Sterbehilfe-Debatte: „Der Staat darf niemanden zwingen zu leben“


Strafrechtler Reinhard Merkel. Bild: stern.de
Der Bundestag diskutiert über die Gesetzgebung zur Beihilfe zum Suizid, eine Mehrheit will sie wohl verbieten. Strafrechtler Reinhard Merkel findet das unmoralisch.


Interview Laura Himmelreich|stern.de

Herr Merkel, sollte ein Staat definieren, wie viel Schmerz und Leid ein Mensch ertragen muss, bevor er sich das Leben nehmen darf?

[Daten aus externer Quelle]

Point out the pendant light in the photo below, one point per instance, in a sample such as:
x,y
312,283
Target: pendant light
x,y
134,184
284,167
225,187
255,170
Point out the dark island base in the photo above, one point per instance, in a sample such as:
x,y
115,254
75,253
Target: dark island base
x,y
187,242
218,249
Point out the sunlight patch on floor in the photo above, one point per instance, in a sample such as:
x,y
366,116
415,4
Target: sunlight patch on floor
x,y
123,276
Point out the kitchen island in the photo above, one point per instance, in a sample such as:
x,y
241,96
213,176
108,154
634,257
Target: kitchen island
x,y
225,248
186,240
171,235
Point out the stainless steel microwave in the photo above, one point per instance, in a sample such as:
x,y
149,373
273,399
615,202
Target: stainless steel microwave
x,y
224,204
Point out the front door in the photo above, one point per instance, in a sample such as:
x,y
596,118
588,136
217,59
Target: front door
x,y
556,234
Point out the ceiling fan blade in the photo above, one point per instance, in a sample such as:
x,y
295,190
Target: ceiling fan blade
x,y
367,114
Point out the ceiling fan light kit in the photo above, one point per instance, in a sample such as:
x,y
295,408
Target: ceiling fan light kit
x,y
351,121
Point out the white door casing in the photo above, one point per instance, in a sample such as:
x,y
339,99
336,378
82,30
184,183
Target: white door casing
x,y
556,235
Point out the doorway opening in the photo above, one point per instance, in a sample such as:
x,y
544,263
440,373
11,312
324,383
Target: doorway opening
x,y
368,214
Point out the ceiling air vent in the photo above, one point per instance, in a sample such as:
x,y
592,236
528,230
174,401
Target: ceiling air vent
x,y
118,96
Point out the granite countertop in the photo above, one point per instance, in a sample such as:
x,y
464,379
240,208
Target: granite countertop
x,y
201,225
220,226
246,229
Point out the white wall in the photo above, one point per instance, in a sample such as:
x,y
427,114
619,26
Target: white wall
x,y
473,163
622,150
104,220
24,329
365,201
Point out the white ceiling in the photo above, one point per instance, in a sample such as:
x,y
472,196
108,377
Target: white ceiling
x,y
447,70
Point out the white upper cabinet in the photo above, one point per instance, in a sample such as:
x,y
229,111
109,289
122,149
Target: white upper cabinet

Nein. Das geht den Staat nichts an. Er muss Leben schützen, darf aber den Einzelnen nicht zwingen, gegen dessen Willen weiterzuleben.

Kann es dann überhaupt ein Unrecht sein, dass ein Mensch einem anderen beim Sterben hilft?

Sofern der Sterbewillige selbstbestimmt handelt und einen ernsthaften Wunsch hat, sein Leben zu beenden: nein. Denn es gibt keine rechtliche Pflicht zum Leben. So etwas wäre verfassungswidrig. Moralisch mag man, je nach ethischer Orientierung, den Suizid für verwerflich halten. Juristisch kann er kein Unrecht sein.